With the simple task of producing LFOs and envelopes — at least, at its most basic level — the humble function generator is an oft‑overlooked but key part of any modular system. While generally considered part of the (less fun, if we’re honest) ‘utility’ family of modules, alongside things like VCAs or mults, many developers are, you might say, pushing the envelope (sorry) with their function generator designs to produce some very interesting circuits.
Of course, modular is an expensive craft: one might save with anticipation to buy an exciting sampler or drum module, but it’s generally with reluctance that we invest in utility modules, despite the fact that they’re essential for those other modules in our system to work at their best. Not all function generators need to break the bank, though.
Here are some of our favourite function generators that will capably augment your patches, all weighing in at well under £200.
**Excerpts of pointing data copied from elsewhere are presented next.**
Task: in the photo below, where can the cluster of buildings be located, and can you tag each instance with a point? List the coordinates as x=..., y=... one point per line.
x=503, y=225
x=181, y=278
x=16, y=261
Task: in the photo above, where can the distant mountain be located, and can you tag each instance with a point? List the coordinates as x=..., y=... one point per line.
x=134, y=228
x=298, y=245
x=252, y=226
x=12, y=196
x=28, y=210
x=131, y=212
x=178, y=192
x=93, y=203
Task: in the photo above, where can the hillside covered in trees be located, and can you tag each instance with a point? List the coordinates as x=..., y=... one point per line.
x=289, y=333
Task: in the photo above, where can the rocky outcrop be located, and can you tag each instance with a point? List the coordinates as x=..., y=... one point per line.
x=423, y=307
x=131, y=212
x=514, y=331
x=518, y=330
ALM/Busy Circuits Pip Slope (Rev II)
British developer ALM/Busy Circuits’ Pip Slope fits an impressive amount of enveloping goodness into a miniature 4HP. Building on the original Pip Slope, its CV‑controllable attack and decay times boast a whopping range, from 1ms to 7 minutes, and it also has the ability to morph smoothly between exponential, linear and logarithmic slopes via a Shape knob. Perhaps most interestingly, it also features a Loop mode that can cycle the envelope with decreasing amplitude or decreasing time if desired, opening the door for delay‑type effects or sweeping dynamic movement across a patch. Barely touching the £100 mark, this is certainly bang for your buck.
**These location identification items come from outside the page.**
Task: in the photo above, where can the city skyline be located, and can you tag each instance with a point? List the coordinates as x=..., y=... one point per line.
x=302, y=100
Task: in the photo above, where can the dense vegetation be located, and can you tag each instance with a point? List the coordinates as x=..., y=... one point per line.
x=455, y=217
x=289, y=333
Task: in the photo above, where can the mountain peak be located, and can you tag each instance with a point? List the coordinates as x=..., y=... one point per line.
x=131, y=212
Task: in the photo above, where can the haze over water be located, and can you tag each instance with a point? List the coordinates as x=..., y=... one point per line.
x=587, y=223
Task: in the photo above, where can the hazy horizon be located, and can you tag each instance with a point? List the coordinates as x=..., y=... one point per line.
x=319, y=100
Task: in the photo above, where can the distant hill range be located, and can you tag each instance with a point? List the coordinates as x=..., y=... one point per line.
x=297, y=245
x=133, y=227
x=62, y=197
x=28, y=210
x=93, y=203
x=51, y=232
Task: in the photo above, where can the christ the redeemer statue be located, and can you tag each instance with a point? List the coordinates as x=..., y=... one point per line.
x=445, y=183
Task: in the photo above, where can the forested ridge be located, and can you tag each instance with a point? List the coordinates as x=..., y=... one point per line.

Endorphin.es Airstreamer 4
We love Endorphin.es’ aesthetic — somehow they even manage to make a function generator look cool. Condensing the previously 6HP Airstreamer into a Pip Slope‑rivalling 4HP, the Airstreamer 4 selectively offers CV control over its decay time, though not its attack time. This might sound limiting, but there’s masses here: dual envelope CV outputs offer unipolar or bipolar voltage ranges, while a polariser knob can attenuate or invert its output voltage, also providing an additional VCA input to scale and invert the envelope for a “compact side‑chain envelope solution”, in Endorphin.es’ words. There’s even a very smart Volt‑per‑octave input for tuned control when oscillating at audio rates.
After Later Audio Tilt
After Later Audio’s take on a five‑decade old Serge classic, the Slope Generator, the Tilt is described by its developer as “really a jack of all trades.” Like its predecessor, it offers both unipolar and bipolar outputs, adding separate controls for exponential and logarithmic responses at both the rise and fall stage, as well as a gate/sustain function for a full ADSR envelope. Usefully, there are both inputs and outputs for both the rise and fall stages of the envelope, as well as one for both. All the key functions you’d hope for are here, including things like the capacity to use the In input to create a slew limiter, and in a rather lovely black and gold finish, too.
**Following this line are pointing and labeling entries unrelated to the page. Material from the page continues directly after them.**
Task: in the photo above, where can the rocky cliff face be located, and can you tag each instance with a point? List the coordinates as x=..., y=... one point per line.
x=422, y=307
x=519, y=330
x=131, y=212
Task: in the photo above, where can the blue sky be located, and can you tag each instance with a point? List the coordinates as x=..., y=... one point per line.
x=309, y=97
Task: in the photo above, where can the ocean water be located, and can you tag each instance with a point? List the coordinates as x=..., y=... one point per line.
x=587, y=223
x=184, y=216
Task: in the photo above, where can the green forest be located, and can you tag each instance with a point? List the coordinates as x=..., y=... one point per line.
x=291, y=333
Erica Synths mki x es.EDU EG
The cheapest on our list at just €55, this envelope generator was brought forth by the excellent mki x es.EDU, a collaboration between Erica Synths and educational electronics whizz Moritz Klein, and it seeks to coax even the most timid prospective DIY‑er into the world of electronics and circuit design. Described as a “slightly optimised” ADSR envelope generator, the EG is a simple and useful function generator, configurable to either an ASR or an AD response that ignores input gate time. A toggle switch for looping and an inverted output cap off an interface that’s all about the essentials. A simple kit at a great price, resulting in a great module. What’s not to love? Best order that soldering iron.
Make Noise FUNCTION
Derived from one of Eurorack’s most successful function generators — make that one of the most successful modules — the Make Noise Maths, the Function’s staggering time range begins at 2ms and extends to a possible 25 minutes per cycle, for those truly slow‑growing sound experiments. Beyond this is a flexible palette of linear, logarithmic and exponential functions, as well as inversion and integration for lag, slew and the like. A Hang input allows the circuit, as Make Noise put it, to “stop dead in its tracks” for capable sample and hold, track and hold, stepped movement and more.